His accidental death threw her into four years of grief that she commemorates in a shrine of his cremated remains beneath an illuminated portrait of The Virgin.
Serafina makes no concessions or compromises, fiercely protecting her daughter Rosa’s virginity. Eventually Alvaro (Darrell D’Silva), another banana truck worker, worms his way into her cold bed and even affects a rose tattoo on his chest. In spite of all she has not betrayed her dead husband and that she remains beyond reproach in spite of worrying gossip.
Wanamaker does not parody Manyani’s pastor Italian. This is a woman who battles with her pain and past. She has that rare gift of comic flare and the ability to convey the reality of her daily life where she sows and repairs; “I did nine white graduation gowns”.

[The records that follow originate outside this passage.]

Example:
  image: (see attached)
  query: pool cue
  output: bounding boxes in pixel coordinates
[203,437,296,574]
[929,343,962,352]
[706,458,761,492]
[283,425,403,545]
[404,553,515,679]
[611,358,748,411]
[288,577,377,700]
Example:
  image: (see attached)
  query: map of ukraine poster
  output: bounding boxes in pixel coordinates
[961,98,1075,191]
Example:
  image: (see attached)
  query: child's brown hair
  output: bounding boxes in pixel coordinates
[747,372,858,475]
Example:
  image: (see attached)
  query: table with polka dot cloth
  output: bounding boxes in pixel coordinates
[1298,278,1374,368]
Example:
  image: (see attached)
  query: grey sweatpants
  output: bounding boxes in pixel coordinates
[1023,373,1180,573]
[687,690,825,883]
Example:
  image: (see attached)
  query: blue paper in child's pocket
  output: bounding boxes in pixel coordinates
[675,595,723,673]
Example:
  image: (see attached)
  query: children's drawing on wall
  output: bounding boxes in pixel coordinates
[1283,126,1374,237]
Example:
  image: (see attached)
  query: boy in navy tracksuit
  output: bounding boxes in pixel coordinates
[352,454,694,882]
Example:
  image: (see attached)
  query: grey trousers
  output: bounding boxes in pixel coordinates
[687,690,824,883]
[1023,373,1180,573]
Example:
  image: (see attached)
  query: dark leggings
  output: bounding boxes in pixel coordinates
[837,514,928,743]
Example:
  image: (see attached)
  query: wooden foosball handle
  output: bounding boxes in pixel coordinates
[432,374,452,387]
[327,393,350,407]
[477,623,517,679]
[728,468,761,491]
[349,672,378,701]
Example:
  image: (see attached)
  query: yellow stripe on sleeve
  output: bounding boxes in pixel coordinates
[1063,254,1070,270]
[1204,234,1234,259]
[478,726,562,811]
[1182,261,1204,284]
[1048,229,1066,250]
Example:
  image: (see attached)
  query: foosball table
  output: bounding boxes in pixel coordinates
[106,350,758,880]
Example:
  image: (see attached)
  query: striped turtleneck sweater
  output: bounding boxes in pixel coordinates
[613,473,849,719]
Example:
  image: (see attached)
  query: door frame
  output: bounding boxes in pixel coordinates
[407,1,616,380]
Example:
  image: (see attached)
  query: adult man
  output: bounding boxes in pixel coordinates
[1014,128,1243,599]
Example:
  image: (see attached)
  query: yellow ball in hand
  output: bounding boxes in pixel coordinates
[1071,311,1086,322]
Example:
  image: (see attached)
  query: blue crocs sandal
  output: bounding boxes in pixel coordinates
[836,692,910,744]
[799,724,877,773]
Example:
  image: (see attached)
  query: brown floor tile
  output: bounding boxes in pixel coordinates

Alvaro seeks to capture her by mawkish tricks but he too wants to leave with her. He is not a complete predator. After all he has three very demanding dependents. Williams’ brilliance at human understanding shines through his lonely characters. But in rejection and humiliation they are gone. Serafina seems indestructible.
Mark Thompson’s design is well suited to the Olivier stage. And Nicholas Hytner, who took over after Pimlott died a fw months ago, delivered the play as fresh as when Williams’ wrote it.
There is good support from Susannah Fielding while Margaret McCarthyin the role of Assunta reminded me of those vast grandmothers always holding things together in a crisis. But to Wanamaker must go the crown.
On the stage of the Olivier she is a powerhouse of some of the most convincing performances on the London stage – go to the Southbank and experience it.